Untuk menuju peradaban maritim kita wajib membangunan budaya maritim dari aspek infrastruktur, kampus, kurikulum, jaring politik, sosial-budaya, hukum, keamanan dan ekonomi. Juga penegakkan kedaulatan wilayah laut NKRI, revitalisasi sektor-sektor ekonomi kelautan, penguatan dan pengembangan konektivitas maritim, rehabilitasi kerusakan lingkungan dan konservasi biodiversity, serta peningkatan kualitas dan kuantitas SDM kelautan.

Di sini, kita perlu komitmen besar, pikiran jenius dan kesabaran revolusioner serta visi seribu tahun ke depan. Dan, tak ada pilihan lain. Atau bagaimana menurut kalian?

Singkatnya, kita jangan sampai bernasib tak bernasib baik seperti ketikan kecemasan penulis besar Yudi Latif (2019) yang berjudul "Senjakala Indonesia." Menurutnya, Indonesia tak bisa memenangkan masa depan karena memang tak ada usaha mempersiapkan masa depan.

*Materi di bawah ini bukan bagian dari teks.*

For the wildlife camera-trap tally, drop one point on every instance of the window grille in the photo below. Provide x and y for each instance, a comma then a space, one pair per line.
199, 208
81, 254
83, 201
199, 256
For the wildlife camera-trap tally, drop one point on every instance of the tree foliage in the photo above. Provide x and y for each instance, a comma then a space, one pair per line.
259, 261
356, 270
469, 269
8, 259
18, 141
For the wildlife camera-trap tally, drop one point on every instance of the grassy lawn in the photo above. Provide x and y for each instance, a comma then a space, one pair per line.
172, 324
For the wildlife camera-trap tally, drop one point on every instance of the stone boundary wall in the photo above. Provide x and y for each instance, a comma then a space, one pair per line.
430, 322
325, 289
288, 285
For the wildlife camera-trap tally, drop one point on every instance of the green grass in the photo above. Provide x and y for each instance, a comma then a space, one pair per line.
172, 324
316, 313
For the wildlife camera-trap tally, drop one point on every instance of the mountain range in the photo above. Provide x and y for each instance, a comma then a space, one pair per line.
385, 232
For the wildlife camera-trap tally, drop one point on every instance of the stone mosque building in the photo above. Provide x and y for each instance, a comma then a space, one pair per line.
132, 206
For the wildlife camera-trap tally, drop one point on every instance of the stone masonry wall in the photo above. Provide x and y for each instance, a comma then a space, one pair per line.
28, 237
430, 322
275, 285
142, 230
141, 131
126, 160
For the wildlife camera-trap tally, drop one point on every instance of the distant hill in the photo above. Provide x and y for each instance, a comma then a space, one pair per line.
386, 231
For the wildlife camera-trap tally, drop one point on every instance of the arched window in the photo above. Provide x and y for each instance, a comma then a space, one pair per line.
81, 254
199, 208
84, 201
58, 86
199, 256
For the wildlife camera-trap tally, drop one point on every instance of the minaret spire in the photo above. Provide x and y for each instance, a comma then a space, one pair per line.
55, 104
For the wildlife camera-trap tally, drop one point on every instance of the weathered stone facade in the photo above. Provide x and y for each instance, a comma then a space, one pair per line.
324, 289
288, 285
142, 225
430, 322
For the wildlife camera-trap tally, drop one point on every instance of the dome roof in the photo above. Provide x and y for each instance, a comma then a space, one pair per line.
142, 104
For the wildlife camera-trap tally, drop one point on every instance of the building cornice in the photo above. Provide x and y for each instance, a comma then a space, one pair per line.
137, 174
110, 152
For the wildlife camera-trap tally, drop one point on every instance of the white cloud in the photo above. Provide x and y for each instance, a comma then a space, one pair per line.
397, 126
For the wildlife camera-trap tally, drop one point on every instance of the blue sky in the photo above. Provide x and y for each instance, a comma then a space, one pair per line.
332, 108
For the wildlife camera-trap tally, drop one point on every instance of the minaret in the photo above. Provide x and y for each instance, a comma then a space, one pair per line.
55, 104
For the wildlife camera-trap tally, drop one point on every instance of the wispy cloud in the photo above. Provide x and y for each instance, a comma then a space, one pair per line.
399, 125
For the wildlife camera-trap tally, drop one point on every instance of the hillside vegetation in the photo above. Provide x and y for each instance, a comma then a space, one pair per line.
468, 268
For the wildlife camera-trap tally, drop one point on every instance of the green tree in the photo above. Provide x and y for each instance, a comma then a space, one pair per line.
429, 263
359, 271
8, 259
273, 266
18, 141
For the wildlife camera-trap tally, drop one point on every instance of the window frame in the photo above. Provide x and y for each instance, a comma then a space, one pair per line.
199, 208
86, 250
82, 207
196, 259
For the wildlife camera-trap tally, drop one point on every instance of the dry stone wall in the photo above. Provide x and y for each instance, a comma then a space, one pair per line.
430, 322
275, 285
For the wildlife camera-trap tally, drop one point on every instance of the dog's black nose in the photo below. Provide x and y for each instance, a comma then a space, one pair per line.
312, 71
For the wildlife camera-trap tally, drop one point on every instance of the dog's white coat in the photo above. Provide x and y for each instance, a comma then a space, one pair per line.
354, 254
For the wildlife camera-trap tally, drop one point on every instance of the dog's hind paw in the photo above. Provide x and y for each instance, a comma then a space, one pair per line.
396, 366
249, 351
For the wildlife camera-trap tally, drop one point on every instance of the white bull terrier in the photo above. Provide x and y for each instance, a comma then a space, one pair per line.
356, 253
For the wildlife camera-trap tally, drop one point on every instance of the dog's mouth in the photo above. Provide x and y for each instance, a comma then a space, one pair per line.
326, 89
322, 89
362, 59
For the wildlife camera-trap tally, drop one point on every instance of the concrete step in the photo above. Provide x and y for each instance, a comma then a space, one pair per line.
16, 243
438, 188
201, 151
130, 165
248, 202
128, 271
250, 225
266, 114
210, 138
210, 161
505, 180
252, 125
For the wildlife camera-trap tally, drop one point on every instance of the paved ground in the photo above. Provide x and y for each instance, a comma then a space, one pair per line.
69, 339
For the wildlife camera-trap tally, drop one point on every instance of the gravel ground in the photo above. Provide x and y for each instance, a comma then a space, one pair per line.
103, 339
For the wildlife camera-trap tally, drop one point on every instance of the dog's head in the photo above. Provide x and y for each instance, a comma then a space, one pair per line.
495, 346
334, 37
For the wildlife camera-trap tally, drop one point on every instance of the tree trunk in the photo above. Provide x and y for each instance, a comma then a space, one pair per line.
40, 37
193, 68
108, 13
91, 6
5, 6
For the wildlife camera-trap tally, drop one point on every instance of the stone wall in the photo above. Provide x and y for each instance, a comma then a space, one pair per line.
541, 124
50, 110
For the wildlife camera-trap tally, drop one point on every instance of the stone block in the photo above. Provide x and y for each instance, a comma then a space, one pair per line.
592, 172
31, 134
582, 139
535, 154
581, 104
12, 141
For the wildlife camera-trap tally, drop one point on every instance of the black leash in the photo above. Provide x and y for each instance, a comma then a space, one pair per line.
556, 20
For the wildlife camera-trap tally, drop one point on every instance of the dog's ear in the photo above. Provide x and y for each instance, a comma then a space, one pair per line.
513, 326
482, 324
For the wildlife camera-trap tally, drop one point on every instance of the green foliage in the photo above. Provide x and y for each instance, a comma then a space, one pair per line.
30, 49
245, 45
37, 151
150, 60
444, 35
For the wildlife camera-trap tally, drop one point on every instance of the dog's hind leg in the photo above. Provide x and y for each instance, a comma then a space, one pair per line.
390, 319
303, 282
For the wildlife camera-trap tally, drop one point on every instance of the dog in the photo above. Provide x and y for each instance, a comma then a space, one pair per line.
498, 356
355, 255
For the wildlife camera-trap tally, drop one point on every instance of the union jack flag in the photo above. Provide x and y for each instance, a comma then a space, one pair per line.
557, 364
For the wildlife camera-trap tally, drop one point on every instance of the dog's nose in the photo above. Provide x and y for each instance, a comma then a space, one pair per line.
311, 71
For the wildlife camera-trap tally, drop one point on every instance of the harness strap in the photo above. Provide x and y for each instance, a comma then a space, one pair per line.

Budaya sebagai jantung spirit kemajuan tengah memasuki musim gugur. Dalam ungkapan "Oswald Spengler", di sini seni tak lagi menemukan bentuk dan gaya terobosan yang  orisinil; terperangkap dalam banalitas eklektik. Pemikiran mengalami pengeringan. Politik jadi pergelaran kuasa uang dan permainan uang. Warga hidup dalam barak-barak pemukiman yang padat semerawut.

Kekuatan agama tidak memancarkan spirit pembebasan dan etos amal saleh; memfosil menjadi ritual pemujaan para demagog. Aparatur negara tidak memacu daya saing dalam peperangan antarbangsa, tetapi disibukkan oleh urusan memanipulasi rakyat dalam penghambaan terhadap 'kaisar-kaisar' baru penguasa uang. Nangudzubillah mindzalik. Subhanallah.